Search code examples
javaunicodeutf-8utf-16

Why does Java char use UTF-16?


I have been reading about how Unicode code points have evolved over time, including this article by Joel Spolsky, which says:

Some people are under the misconception that Unicode is simply a 16-bit code where each character takes 16 bits and therefore there are 65,536 possible characters. This is not, actually, correct.

But despite all this reading, I couldn't find the real reason that Java uses UTF-16 for a char.

Isn't UTF-8 far more efficient than UTF-16? For example, if I had a string which contains 1024 letters of ASCII scoped characters, UTF-16 will take 1024 * 2 bytes (2KB) of memory.

But if Java used UTF-8, it would be just 1KB of data. Even if the string has a few character which needs to 2 bytes, it will still only take about a kilobyte. For example, suppose in addition to the 1024 characters, there were 10 characters of "字" (code-point U+5b57, UTF-8 encoding e5 ad 97). In UTF-8, this will still take only (1024 * 1 byte) + (10 * 3 bytes) = 1KB + 30 bytes.

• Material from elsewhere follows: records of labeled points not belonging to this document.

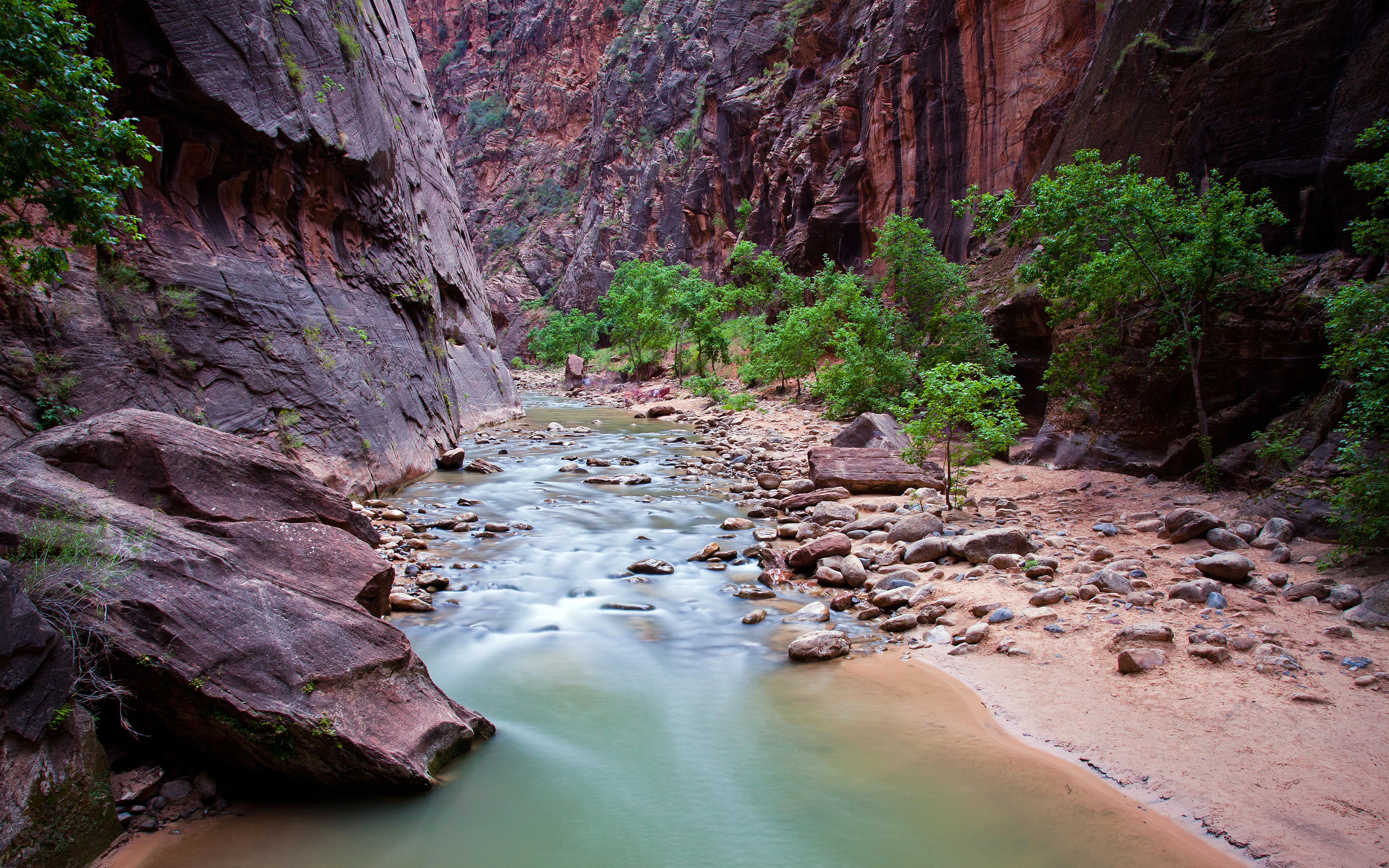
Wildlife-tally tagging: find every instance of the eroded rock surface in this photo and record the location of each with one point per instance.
(306, 280)
(245, 621)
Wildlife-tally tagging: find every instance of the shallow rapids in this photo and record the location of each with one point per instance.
(677, 738)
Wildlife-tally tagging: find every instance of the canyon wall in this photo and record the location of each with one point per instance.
(587, 134)
(306, 278)
(584, 134)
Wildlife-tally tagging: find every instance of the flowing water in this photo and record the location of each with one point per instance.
(677, 738)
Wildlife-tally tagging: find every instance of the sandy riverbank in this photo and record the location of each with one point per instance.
(1285, 782)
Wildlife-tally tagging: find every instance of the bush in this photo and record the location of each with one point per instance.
(506, 235)
(487, 114)
(709, 385)
(573, 332)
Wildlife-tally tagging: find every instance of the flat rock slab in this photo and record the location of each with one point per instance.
(809, 499)
(866, 470)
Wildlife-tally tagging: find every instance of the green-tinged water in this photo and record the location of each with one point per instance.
(678, 738)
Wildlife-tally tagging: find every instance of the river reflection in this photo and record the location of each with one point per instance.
(677, 738)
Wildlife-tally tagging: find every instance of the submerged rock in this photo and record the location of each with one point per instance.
(817, 646)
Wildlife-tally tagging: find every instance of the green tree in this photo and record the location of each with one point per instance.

So this doesn't answer my question. 1KB + 30 bytes for UTF-8 is clearly less memory than 2KB for UTF-16.

Of course it makes sense that Java doesn't use ASCII for a char, but why does it not use UTF-8, which has a clean mechanism for handling arbitrary multi-byte characters when they come up? UTF-16 looks like a waste of memory in any string which has lots of non-multibyte chars.

Is there some good reason for UTF-16 that I'm missing?


Solution

  • Java used UCS-2 before transitioning over UTF-16 in 2004/2005. The reason for the original choice of UCS-2 is mainly historical:

    Unicode was originally designed as a fixed-width 16-bit character encoding. The primitive data type char in the Java programming language was intended to take advantage of this design by providing a simple data type that could hold any character.

    This, and the birth of UTF-16, is further explained by the Unicode FAQ page:

    Originally, Unicode was designed as a pure 16-bit encoding, aimed at representing all modern scripts. (Ancient scripts were to be represented with private-use characters.) Over time, and especially after the addition of over 14,500 composite characters for compatibility with legacy sets, it became clear that 16-bits were not sufficient for the user community. Out of this arose UTF-16.

    As @wero has already mentioned, random access cannot be done efficiently with UTF-8. So all things weighed up, UCS-2 was seemingly the best choice at the time, particularly as no supplementary characters had been allocated by that stage. This then left UTF-16 as the easiest natural progression beyond that.